Author : Pinelopi K. Goldberg
Publisher : Edward Elgar Publishing
Page : 0 pages
File Size : 11,81 MB
Release : 2015
Category : Balance of trade
ISBN : 9781783479474
This research review brings together the most influential theoretical and empirical contributions to the topic of trade and inequality from recent years. Segregating the subject into four key areas, it forms a comprehensive study of the subject, targeted at academic readers familiar with the main trade models and empirical methods used in economics. The first two parts cover empirical evidence on trade and inequality in developed and developing countries, while the third and fourth sections confront transition dynamics following trade liberalization and new theoretical contributions inspired by the previously-discussed empirical evidence, respectively. Presented with an extensive original introduction by the editor, Trade and Inequality will be an invaluable tool in the study of this field to advanced undergraduate students, graduate students and faculty alike.
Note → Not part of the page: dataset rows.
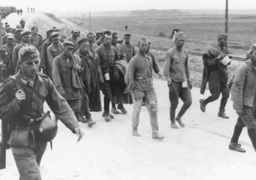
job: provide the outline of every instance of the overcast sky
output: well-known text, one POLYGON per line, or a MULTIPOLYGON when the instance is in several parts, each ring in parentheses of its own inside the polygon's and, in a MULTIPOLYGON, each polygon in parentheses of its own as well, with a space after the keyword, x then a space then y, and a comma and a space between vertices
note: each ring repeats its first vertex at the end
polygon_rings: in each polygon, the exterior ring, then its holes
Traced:
MULTIPOLYGON (((135 9, 223 9, 226 0, 1 0, 0 6, 38 10, 108 11, 135 9)), ((255 0, 230 0, 231 9, 256 8, 255 0)))

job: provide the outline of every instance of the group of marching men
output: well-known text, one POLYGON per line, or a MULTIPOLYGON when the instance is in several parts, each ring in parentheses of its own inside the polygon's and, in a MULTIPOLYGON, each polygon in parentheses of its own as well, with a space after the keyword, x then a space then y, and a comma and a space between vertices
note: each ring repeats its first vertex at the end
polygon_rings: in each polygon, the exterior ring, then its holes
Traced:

Author : Jagdish N. Bhagwati
Publisher : Princeton University Press
Page : 143 pages
File Size : 21,55 MB
Release : 2021-06-08
Category : Business & Economics
ISBN : 1400824346
Free trade, indeed economic globalization generally, is under siege. The conventional arguments for protectionism have been discredited but not banished. And free trade faces strong new challenges from a variety of groups, including environmentalists and human rights activists as well as traditional lobbies who wrap their agendas in the language of justice and rights. These groups, claiming a general interest and denouncing free trade as a special interest of corporations and other capitalist forces, have organized large and vocal protests in Seattle, Prague, and elsewhere. Based on his acclaimed Stockholm lectures and picking up where his widely influential Protectionism left off, Jagdish Bhagwati applies critical insights from revolutionary developments in commercial policy theory--many his own--to show how the pursuit of social and environmental agendas can be creatively reconciled with the pursuit of free trade. Indeed, he argues that free trade, by raising living standards, can serve these agendas far better than can a descent into trade sanctions and restrictions. After settling the score in favor of free trade, Professor Bhagwati considers alternative ways in which it can be pursued. Chiefly, he argues in support of multilateralism and advances a withering critique of recent bilateral and regional free trade agreements (including NAFTA) as preferential arrangements that introduce growing chaos into the world trading system. He also makes a strong case for "going it alone" on the road to trade liberalization and endorses the reemergence of unilateral liberalization at points around the globe. Forcefully, elegantly, and clearly written for the public by one of the foremost economic thinkers of our day, this volume is not merely accessible but essential reading for anyone interested in economic policy or in the world economy.